The short answer to your questions is no, but if you're careful you can prevent indeterminism. I've personally ran into it encoding audio files using the Opus codec on AMD vs Intel processors (slightly different binary outputs for the exact same inputs). But if you're able to control your dev environment from platform choice all the way down to the assembly instructions being used, you can prevent it.

[–] randy@lemmy.ca 4 points 4 days ago

Thanks, that's an excellent article, and it's exactly what I was looking for.

[–] pinball_wizard@lemmy.zip 2 points 4 days ago

The real standard is whatever Katherine in accounting got out of the Excel nightmare sheets they reconcile against.

[–] bleistift2@sopuli.xyz 0 points 4 days ago* (last edited 4 days ago) (2 children)

If you count the programming language you use as ‘platform’, then yes.

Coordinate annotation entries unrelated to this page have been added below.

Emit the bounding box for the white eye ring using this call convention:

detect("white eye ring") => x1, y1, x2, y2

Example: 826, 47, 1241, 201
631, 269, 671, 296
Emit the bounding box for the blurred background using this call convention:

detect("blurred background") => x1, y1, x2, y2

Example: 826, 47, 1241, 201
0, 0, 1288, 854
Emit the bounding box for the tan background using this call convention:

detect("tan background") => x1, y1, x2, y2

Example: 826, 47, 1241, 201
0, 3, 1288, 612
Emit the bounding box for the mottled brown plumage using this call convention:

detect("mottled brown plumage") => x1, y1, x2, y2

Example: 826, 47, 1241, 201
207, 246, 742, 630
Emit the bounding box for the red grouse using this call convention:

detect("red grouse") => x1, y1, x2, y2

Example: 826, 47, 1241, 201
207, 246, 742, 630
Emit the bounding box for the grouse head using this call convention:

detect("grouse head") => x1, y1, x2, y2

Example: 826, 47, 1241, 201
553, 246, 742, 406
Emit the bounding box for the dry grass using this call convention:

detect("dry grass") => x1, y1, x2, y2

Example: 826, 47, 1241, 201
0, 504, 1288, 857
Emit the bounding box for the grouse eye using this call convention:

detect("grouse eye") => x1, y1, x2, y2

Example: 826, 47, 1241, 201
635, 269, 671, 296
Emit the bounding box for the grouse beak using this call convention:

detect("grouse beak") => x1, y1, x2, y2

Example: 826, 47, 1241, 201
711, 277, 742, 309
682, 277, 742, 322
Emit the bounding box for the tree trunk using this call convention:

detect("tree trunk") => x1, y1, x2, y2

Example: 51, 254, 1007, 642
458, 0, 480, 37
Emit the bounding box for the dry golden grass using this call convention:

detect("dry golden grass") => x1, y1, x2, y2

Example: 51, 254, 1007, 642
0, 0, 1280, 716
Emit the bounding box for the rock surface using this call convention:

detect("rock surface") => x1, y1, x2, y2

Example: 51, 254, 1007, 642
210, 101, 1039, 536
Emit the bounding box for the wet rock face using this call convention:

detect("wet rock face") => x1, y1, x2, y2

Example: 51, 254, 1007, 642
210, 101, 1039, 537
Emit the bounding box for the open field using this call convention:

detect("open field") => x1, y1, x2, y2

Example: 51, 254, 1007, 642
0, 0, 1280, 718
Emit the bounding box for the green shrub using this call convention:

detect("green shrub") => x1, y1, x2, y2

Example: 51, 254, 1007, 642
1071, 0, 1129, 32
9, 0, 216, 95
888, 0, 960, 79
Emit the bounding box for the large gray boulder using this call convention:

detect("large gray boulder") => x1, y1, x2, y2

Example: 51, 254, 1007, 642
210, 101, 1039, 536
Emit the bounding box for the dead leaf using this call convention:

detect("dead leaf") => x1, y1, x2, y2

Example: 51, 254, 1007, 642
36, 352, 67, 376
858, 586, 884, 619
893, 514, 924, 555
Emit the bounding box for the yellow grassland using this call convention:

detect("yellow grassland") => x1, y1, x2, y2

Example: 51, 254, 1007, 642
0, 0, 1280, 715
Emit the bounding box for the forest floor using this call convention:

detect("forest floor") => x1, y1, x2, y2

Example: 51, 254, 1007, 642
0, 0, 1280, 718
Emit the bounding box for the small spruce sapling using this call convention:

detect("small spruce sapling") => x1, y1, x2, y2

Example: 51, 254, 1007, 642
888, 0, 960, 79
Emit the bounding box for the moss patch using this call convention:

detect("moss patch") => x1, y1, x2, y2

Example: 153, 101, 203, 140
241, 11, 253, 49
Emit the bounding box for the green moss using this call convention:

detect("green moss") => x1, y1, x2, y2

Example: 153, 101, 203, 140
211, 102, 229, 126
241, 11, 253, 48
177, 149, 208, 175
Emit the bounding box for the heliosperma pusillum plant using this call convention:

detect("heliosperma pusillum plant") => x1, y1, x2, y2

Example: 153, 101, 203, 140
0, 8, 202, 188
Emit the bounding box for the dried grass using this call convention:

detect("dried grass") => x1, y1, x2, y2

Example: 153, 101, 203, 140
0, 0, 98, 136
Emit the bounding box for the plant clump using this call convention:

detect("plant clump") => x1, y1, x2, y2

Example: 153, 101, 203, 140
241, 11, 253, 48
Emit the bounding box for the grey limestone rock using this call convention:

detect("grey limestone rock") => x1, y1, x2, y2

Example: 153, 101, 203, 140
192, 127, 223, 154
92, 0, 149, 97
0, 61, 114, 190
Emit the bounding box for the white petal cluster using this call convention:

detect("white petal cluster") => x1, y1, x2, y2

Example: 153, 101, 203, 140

Python rounds both 11.5 and 12.5 to 12.

[–] WolfLink@sh.itjust.works 4 points 4 days ago

This is a common rounding strategy because it doesn’t consistently overestimate like the grade school rounding strategy of always rounding up does.

[–] FizzyOrange@programming.dev 2 points 3 days ago

That is default IEEE behaviour: https://en.wikipedia.org/wiki/Rounding#Rounding_half_to_even

This is the default rounding mode used in IEEE 754 operations for results in binary floating-point formats.

Though it's definitely a bad default because it's so surprising. Javascript and Rust do not do this.

Not really anything to do with determinism though.